Install Claude Code agents and commands to your projects:

```bash
# Install both agents and commands to a project
project-manager-mcp install-claude-assets --target-dir ~/my-project

# Install with overwrite protection
project-manager-mcp install-claude-assets --target-dir ~/my-project --force

# Install only agents
project-manager-mcp install-claude-assets --target-dir ~/my-project --agents-only

# Install only commands
project-manager-mcp install-claude-assets --target-dir ~/my-project --commands-only

# Verbose output showing all installed files
project-manager-mcp install-claude-assets --target-dir ~/my-project --verbose

# Alternative standalone command
pm-install-claude-assets --target-dir ~/my-project
```

This creates a `.claude/` directory in your target location with:
- **Agents** (`.claude/agents/`): Specialized agents for adaptive assessment, planning review, task execution, and verification
- **Commands** (`.claude/commands/pm/`): Project management commands for task workflow, epic management, and status tracking

### Environment Variables

- `DATABASE_PATH`: Override default database location
- `DEBUG`: Enable verbose logging

## Performance Characteristics

- **Startup time**: < 2 seconds with empty database
- **Task operations**: < 50ms for lock acquisition/release
- **WebSocket latency**: < 10ms for local connections
- **Concurrent agents**: Tested with 50+ simultaneous agents
- **Database size**: Handles 10,000+ tasks efficiently

## Error Recovery

- **Port conflicts**: Automatic alternative port allocation
- **Database corruption**: WAL mode provides crash recovery
- **WebSocket disconnections**: Automatic reconnection handling
- **Lock timeouts**: Automatic cleanup of expired locks
- **Agent failures**: Lock expiration prevents indefinite blocking

## Security Model

- **No authentication**: Open access for development and testing
- **Local binding**: Default 127.0.0.1 limits network exposure
- **File permissions**: Database protected by filesystem ACLs
- **Input validation**: Pydantic models prevent injection attacks
- **Resource limits**: Lock timeouts prevent resource exhaustion

## Troubleshooting

### Common Issues

**Port already in use**
```bash
# Use alternative ports
project-manager-mcp --port 9000

# Check what's using the port
lsof -i :8080
```

**Database locked errors**
```bash
# Check for competing processes
ps aux | grep project-manager-mcp

# Remove database if corrupted
rm project_manager.db
```

**WebSocket connection refused**
```bash
# Verify server is running
curl http://localhost:8080/healthz

# Check WebSocket endpoint
curl -H "Upgrade: websocket" http://localhost:8080/ws/updates
```

**MCP client connection issues**
```bash
# Test SSE endpoint (when using --mcp-transport sse)
curl http://localhost:8081/sse

# For stdio mode, verify no conflicting processes
project-manager-mcp --mcp-transport stdio --verbose
```

## Documentation

- [Detailed Usage Guide](docs/usage.md) - CLI options, MCP tools, WebSocket events
- [API Documentation](docs/api.md) - REST endpoints, request/response formats
- [Development Guide](docs/development.md) - Contributing, testing, architecture decisions
- [RA Tag Context Usage Guide](docs/ra-tag-context-usage.md) - Complete guide for Response Awareness tag context detection

## Examples

- [`examples/simple-project.yaml`](examples/simple-project.yaml) - Basic project structure
- [`examples/complex-project.yaml`](examples/complex-project.yaml) - Multi-epic enterprise project

## License

This project is licensed under the **MIT License** - see the [LICENSE](LICENSE) file for details.
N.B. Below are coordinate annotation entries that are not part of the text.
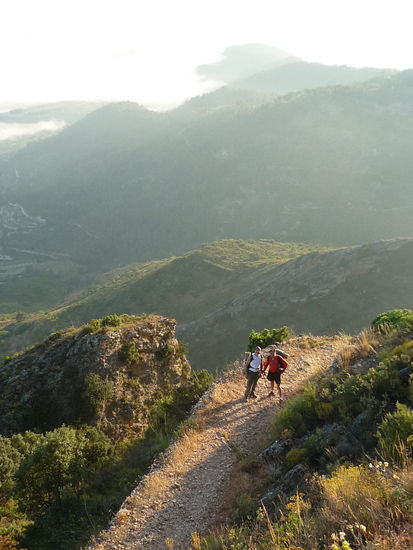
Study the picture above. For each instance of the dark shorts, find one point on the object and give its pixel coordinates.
(276, 376)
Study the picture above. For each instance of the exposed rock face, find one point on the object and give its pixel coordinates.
(109, 377)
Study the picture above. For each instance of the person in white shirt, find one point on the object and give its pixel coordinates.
(252, 373)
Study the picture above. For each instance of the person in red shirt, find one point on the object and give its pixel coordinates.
(277, 365)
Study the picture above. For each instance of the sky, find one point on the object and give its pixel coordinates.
(147, 50)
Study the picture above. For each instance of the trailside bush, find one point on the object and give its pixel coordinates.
(299, 414)
(267, 337)
(58, 467)
(111, 321)
(394, 432)
(400, 320)
(10, 459)
(128, 353)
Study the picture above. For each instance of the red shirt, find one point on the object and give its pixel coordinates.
(275, 363)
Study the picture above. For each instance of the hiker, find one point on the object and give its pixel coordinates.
(277, 365)
(252, 372)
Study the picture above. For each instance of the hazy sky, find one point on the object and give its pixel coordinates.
(147, 50)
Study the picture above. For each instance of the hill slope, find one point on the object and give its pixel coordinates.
(187, 490)
(222, 291)
(326, 164)
(320, 293)
(184, 287)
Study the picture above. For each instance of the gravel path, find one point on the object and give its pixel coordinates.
(184, 492)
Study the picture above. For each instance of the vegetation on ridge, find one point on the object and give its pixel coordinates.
(61, 485)
(342, 460)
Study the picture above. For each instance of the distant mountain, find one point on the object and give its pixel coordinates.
(19, 127)
(320, 293)
(124, 184)
(222, 291)
(185, 288)
(69, 111)
(242, 61)
(300, 75)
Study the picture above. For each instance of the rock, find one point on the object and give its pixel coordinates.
(87, 375)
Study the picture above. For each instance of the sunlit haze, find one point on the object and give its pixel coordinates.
(148, 51)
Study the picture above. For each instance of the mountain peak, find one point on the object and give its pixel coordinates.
(241, 61)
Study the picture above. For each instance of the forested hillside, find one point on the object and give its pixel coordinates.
(222, 291)
(125, 184)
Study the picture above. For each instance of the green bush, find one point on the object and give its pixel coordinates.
(394, 432)
(92, 326)
(400, 320)
(296, 456)
(266, 337)
(128, 353)
(58, 467)
(97, 393)
(10, 459)
(111, 321)
(299, 414)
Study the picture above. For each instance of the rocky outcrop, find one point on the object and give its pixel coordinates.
(108, 373)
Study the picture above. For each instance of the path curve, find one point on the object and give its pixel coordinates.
(185, 491)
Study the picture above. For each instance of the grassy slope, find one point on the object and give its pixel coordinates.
(183, 287)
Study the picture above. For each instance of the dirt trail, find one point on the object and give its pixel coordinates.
(185, 491)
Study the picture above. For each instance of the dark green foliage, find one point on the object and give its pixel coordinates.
(354, 406)
(394, 432)
(93, 325)
(98, 391)
(70, 481)
(400, 320)
(112, 321)
(182, 348)
(128, 353)
(168, 350)
(176, 404)
(9, 462)
(266, 337)
(296, 456)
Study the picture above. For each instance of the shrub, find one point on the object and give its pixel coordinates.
(400, 320)
(182, 349)
(111, 321)
(266, 337)
(92, 326)
(394, 432)
(9, 462)
(58, 466)
(299, 414)
(97, 393)
(128, 353)
(296, 456)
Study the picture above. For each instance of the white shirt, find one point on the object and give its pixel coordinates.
(255, 363)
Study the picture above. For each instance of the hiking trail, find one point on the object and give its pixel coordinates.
(185, 490)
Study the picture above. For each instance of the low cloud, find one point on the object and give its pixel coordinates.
(14, 130)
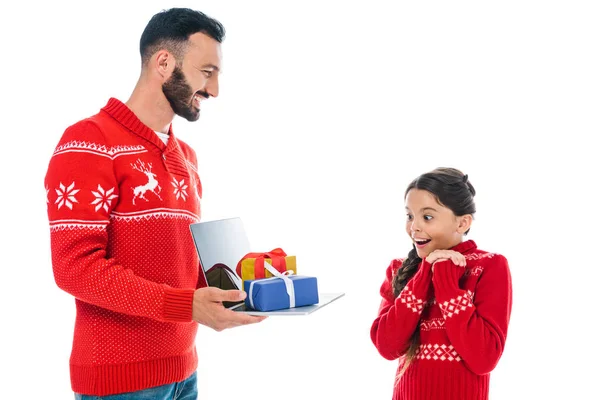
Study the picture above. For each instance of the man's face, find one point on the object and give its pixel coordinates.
(196, 79)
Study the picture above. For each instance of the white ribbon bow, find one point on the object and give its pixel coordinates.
(289, 285)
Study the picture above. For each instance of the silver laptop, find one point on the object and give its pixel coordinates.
(220, 245)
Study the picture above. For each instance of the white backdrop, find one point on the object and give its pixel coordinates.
(327, 111)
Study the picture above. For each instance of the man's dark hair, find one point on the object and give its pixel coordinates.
(171, 29)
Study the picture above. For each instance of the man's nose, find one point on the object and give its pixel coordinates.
(212, 87)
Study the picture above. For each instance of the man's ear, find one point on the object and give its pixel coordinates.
(464, 223)
(163, 63)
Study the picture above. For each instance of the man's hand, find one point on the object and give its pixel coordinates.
(208, 309)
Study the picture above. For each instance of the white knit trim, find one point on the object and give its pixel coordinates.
(479, 256)
(99, 149)
(431, 324)
(156, 213)
(475, 271)
(412, 302)
(456, 305)
(437, 352)
(192, 166)
(77, 224)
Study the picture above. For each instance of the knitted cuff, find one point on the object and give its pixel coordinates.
(451, 299)
(178, 304)
(416, 292)
(422, 279)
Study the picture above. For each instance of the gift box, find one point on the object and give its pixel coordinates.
(271, 294)
(252, 265)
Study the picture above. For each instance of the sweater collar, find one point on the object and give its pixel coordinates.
(123, 114)
(465, 247)
(170, 153)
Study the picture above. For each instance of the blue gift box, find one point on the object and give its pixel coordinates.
(270, 294)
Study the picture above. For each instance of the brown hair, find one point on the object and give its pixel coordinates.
(452, 189)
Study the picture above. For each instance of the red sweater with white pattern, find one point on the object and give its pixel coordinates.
(120, 203)
(462, 314)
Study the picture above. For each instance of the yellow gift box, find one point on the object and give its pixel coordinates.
(247, 267)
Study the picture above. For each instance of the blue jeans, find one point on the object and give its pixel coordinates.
(184, 390)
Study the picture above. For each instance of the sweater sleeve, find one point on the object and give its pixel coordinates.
(398, 317)
(476, 323)
(82, 191)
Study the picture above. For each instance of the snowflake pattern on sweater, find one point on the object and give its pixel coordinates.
(121, 245)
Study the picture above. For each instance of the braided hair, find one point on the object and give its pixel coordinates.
(453, 190)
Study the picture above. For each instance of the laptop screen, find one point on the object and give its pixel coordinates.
(221, 244)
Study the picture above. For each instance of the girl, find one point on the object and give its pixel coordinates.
(445, 307)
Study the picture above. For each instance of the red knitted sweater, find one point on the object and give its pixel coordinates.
(462, 314)
(120, 203)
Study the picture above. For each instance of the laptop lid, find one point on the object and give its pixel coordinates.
(221, 244)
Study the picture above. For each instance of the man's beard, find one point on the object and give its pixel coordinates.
(179, 94)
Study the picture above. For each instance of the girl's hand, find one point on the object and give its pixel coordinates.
(441, 255)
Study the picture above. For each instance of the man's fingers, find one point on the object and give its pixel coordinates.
(227, 295)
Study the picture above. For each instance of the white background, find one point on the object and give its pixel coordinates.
(327, 111)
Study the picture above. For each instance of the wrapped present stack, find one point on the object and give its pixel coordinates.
(271, 283)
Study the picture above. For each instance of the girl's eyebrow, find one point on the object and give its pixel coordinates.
(424, 209)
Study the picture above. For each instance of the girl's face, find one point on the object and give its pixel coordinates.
(432, 226)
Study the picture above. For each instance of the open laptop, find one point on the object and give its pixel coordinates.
(220, 245)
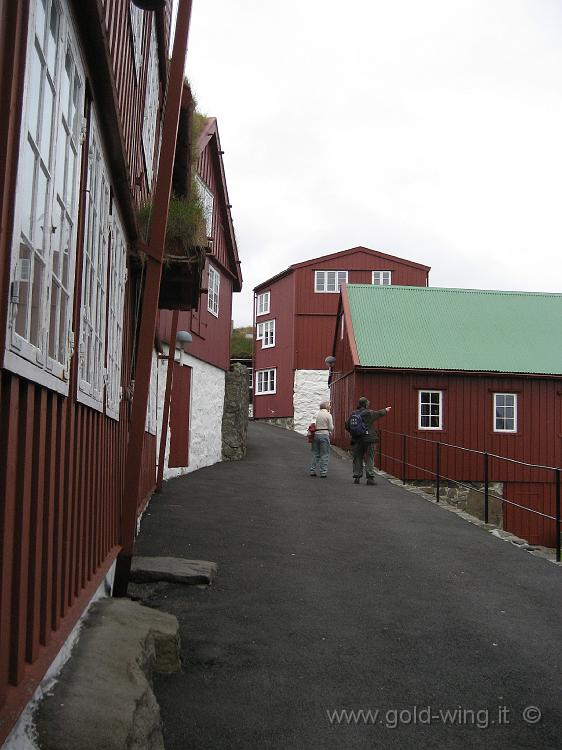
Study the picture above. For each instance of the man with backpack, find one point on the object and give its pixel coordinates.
(363, 439)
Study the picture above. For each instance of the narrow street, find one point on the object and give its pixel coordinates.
(333, 597)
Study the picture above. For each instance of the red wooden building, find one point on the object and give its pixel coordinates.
(84, 140)
(294, 316)
(480, 370)
(197, 385)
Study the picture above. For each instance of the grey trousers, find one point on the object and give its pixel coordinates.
(363, 452)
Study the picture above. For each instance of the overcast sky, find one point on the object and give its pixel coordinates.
(428, 130)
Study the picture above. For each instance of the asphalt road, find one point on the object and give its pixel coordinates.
(335, 597)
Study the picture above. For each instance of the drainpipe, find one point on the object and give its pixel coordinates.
(154, 250)
(167, 398)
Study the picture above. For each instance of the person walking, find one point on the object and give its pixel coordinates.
(363, 445)
(321, 442)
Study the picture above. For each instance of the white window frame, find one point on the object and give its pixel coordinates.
(207, 204)
(262, 303)
(91, 350)
(421, 416)
(326, 283)
(151, 103)
(151, 413)
(381, 278)
(267, 334)
(265, 381)
(512, 406)
(50, 159)
(117, 282)
(136, 17)
(213, 295)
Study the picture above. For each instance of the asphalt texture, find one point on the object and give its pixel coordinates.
(335, 597)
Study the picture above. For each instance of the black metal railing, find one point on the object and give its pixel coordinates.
(436, 472)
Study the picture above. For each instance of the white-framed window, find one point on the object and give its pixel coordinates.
(151, 415)
(262, 303)
(117, 281)
(430, 410)
(265, 381)
(91, 350)
(505, 412)
(213, 294)
(39, 336)
(136, 16)
(151, 105)
(207, 202)
(382, 278)
(265, 332)
(329, 281)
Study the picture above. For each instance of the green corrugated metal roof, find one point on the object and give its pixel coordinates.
(456, 329)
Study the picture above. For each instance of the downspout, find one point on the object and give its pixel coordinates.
(154, 250)
(167, 398)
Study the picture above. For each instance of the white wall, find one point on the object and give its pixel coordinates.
(205, 414)
(310, 388)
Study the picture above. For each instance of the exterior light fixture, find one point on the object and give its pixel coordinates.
(183, 338)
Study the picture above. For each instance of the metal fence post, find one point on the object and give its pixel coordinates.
(404, 459)
(557, 515)
(438, 470)
(486, 488)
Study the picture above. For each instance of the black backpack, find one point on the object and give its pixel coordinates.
(356, 426)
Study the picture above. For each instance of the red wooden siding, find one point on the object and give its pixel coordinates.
(61, 463)
(468, 414)
(179, 417)
(280, 356)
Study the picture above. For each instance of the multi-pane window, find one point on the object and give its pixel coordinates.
(151, 106)
(137, 21)
(94, 275)
(430, 410)
(207, 202)
(262, 304)
(42, 273)
(117, 281)
(505, 412)
(329, 281)
(382, 278)
(213, 294)
(265, 381)
(265, 332)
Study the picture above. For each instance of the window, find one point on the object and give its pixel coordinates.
(266, 333)
(213, 294)
(91, 350)
(265, 381)
(505, 412)
(329, 281)
(151, 106)
(117, 281)
(382, 278)
(39, 335)
(262, 304)
(207, 201)
(430, 412)
(137, 21)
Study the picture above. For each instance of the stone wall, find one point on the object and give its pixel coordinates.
(310, 388)
(235, 415)
(469, 497)
(205, 414)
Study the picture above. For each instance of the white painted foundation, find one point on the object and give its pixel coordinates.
(205, 414)
(310, 388)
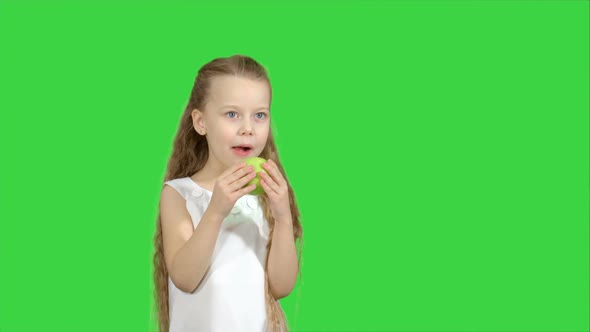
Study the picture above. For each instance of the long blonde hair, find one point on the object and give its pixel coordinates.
(189, 154)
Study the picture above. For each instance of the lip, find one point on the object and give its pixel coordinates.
(244, 145)
(242, 153)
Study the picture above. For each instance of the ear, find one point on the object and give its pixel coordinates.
(198, 122)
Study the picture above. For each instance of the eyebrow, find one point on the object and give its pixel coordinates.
(238, 107)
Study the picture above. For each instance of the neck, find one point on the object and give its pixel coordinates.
(211, 171)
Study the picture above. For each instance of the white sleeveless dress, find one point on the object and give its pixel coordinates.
(231, 295)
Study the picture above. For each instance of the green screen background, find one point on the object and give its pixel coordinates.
(438, 151)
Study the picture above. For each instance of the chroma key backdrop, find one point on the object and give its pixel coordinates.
(438, 151)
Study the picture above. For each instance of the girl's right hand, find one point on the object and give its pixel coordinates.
(228, 188)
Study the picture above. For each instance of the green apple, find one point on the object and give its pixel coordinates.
(257, 163)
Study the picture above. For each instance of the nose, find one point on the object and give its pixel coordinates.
(246, 129)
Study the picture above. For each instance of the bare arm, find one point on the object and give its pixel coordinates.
(187, 251)
(282, 262)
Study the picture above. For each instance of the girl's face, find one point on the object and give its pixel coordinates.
(237, 114)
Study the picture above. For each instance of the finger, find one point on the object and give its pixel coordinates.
(268, 184)
(239, 174)
(246, 190)
(274, 172)
(239, 183)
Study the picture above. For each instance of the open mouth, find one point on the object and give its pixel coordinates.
(242, 148)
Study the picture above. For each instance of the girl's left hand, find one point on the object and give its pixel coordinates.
(275, 187)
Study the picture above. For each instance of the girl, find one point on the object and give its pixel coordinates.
(223, 257)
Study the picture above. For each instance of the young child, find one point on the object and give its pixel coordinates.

You are free to use, modify, and distribute this software for any purpose, including commercial use.

## Contributing

We welcome contributions! Please see [CONTRIBUTING.md](CONTRIBUTING.md) for:
- Development setup instructions
- Code style guidelines
- Testing requirements
- Pull request process
- Response Awareness (RA) methodology guidelines

For detailed architecture and development information, see [Development Guide](docs/development.md).